Fondements juridiques
Article 700 du Code de procédure civile En vigueur
Le juge condamne la partie tenue aux dépens ou qui perd son procès à payer :
1° A l’autre partie la somme qu’il détermine, au titre des frais exposés et non compris dans les dépens ;
2° Et, le cas échéant, à l’avocat du bénéficiaire de l’aide juridictionnelle partielle ou totale une somme au titre des honoraires et frais, non compris dans les dépens, que le bénéficiaire de l’aide aurait exposés s’il n’avait pas eu cette aide. Dans ce cas, il est procédé comme il est dit aux alinéas 3 et 4 de l’article 37 de la loi n° 91-647 du 10 juillet 1991 .

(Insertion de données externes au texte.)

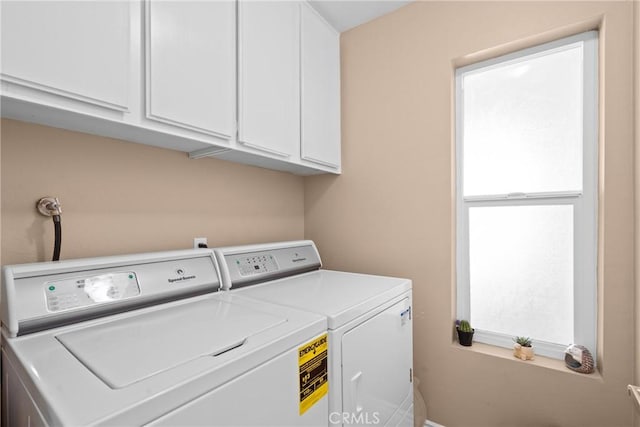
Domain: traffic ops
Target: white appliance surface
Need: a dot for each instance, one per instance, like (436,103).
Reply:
(340,296)
(369,325)
(173,363)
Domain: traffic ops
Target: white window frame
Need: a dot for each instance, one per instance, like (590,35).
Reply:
(584,203)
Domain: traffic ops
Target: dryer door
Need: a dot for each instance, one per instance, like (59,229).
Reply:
(377,362)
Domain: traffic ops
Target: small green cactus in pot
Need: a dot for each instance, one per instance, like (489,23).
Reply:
(465,326)
(465,332)
(523,348)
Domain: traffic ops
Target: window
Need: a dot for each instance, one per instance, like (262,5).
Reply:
(526,154)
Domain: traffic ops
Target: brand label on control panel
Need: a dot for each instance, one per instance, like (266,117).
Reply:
(313,372)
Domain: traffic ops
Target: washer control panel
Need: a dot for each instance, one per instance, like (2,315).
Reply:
(256,263)
(83,291)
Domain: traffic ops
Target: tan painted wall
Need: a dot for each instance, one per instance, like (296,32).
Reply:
(392,212)
(122,197)
(636,15)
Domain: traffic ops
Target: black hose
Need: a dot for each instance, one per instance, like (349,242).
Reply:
(57,226)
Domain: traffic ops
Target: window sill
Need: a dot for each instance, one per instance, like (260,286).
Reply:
(538,361)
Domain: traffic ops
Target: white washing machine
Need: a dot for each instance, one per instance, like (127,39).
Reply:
(146,340)
(369,325)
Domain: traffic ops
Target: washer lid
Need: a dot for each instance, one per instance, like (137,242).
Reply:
(128,350)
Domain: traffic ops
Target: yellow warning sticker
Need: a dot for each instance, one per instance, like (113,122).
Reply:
(314,378)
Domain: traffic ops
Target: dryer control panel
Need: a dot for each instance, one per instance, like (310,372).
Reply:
(246,265)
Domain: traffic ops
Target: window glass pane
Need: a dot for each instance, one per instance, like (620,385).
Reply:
(521,271)
(522,125)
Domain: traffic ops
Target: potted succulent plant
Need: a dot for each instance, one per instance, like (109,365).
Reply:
(523,349)
(465,332)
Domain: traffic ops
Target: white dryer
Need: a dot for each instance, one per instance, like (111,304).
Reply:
(146,340)
(369,325)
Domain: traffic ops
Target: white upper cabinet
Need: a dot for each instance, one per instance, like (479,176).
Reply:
(76,51)
(320,90)
(249,81)
(191,65)
(269,76)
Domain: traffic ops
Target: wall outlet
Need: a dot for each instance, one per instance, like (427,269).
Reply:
(198,240)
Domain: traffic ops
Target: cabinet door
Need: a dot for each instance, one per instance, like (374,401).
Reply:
(377,365)
(269,83)
(190,57)
(77,50)
(320,90)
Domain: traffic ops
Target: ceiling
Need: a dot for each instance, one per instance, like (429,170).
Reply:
(346,14)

Dans tous les cas, le juge tient compte de l’équité ou de la situation économique de la partie condamnée. Il peut, même d’office, pour des raisons tirées des mêmes considérations, dire qu’il n’y a pas lieu à ces condamnations.
Les parties peuvent produire les justificatifs des sommes qu’elles demandent.
La somme allouée au titre du 2° ne peut être inférieure à la part contributive de l’Etat majorée de 50 %.